I love that women are different than men. Women have “vaginas,” a word I love almost as much as “panties,” my all-time favorite word. I love it more than “peace” or “freedom” or even “justice.” On the fifth day God created panties. And it was good. I say the word “panties” now and suddenly I am twenty-four years old in an upstairs bedroom in Berkeley, California watching Susan Murphy with her perfect butt and sculpted legs rise from the bed and saunter toward the kitchen, naked, except for her shiny, silver, nylon panties — the fineness of her ass radiating in all directions, the bored, languorous, easy, jiggling, perfectly-round-buttocks-fineness of her young womanly ass. The church of the female ass. Let us open our hymnals.
Okay, so now, I should say something really sensitive to prove I am not a lech. I like that women are soft, like flowers, begonias, after a rain, smooth and supple. Whereas men are like hiking boots, women are like rainbows, playful and evanescent, ferried aloft on unicorn breath. Whereas men are like peanut butter jars full of loose change, women are forests within forests, rolling hills, massive rises, sudden drops, valleys, crevices, inlets, outlets, glades, rushes, freshets, bevies, hamlets, slopes and eddies, a titty-slorping, shimmy-shammying, frickle-frackle of sugar and spice and everything nice. Whereas men are pretty much a bucket of oil rags.
“Woman.” The word is like meat or drink. It is the ocean and yet, a lullaby and hearing it, I am on a sampan drifting down a river of coffee easing into a grotto made of lilac-dippled owl wings that fold into a nice…what was the question? Oh, yes. What I like about women? I like that women are different. I like that they must sit to pee and that, first, they must unbuckle or unstrap or unzip or untie or unbutton or unfasten things. A woman is a confection of secret inconveniences.

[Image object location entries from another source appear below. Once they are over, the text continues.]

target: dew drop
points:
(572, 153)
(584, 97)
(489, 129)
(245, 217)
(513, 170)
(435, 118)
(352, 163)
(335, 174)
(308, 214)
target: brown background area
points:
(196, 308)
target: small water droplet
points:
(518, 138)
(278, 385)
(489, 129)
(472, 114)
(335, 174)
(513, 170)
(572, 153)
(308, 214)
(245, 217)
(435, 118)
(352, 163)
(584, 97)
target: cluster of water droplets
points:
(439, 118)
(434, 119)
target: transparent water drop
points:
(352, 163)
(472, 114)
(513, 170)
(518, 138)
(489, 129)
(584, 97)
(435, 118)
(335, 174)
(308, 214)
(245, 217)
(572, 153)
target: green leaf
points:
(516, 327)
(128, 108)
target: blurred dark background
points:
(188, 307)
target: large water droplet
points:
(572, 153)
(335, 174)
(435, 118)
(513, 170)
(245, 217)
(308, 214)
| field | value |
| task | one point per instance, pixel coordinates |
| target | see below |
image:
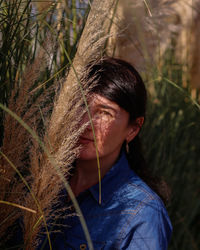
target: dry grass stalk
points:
(16, 142)
(142, 39)
(63, 130)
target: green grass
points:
(172, 144)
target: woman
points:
(130, 215)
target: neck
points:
(86, 174)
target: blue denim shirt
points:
(131, 215)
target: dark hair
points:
(119, 82)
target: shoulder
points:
(147, 224)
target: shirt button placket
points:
(83, 246)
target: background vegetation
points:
(171, 135)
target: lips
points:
(84, 140)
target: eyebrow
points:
(107, 107)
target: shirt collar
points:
(115, 177)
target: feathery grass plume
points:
(17, 141)
(142, 29)
(62, 133)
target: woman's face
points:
(111, 127)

Women do everything differently than men, now that I think. They stand, they sit, they finger things. They lick their teeth. They paint their toes. They wax themselves. They sip rather than glug their water. They remember exactly where you were standing and what you were wearing when you said that thing you said. I am not sure they don’t actually come from another planet: the planet titties-and-kitties-and-panties-and-cupcakes-and-babies, where everything is wordlessly known and grace and beauty and sheer endurance will conquer all. Whereas if men all came from one place it might be a truck stop in Oklahoma.

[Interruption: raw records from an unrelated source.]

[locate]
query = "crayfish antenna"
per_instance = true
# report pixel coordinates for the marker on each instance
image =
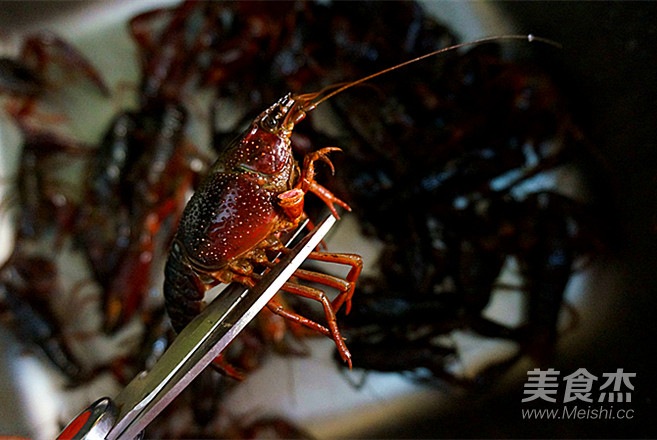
(340, 87)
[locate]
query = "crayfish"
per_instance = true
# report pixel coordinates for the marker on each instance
(253, 193)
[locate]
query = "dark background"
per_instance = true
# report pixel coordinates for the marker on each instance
(609, 66)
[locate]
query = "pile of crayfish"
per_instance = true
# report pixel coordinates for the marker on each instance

I am being hard on men. Because a woman knows things a man can’t. A woman, sitting alone on a chair has a wisdom a man will never have. A man can be a saint, a slob, a bully, a genius. But he can’t have a baby. He can’t feel a person growing inside him, making knees and elbows as he mows the lawn. He can’t harbor life while brushing his teeth. He also can’t get out of a traffic ticket by crying and looking pretty but that is different. Women are different in ways too unnamable to list. And that is what I like: that as much as I know about Elya, she is a planet, a continent, a bottomless lake. And I am her very own little merry-go-round, rusted and squeaking, but making her laugh, keeping her company, and watching my reflection in her surface, as I go round and round, knowing there are things eyes can’t see and only love can.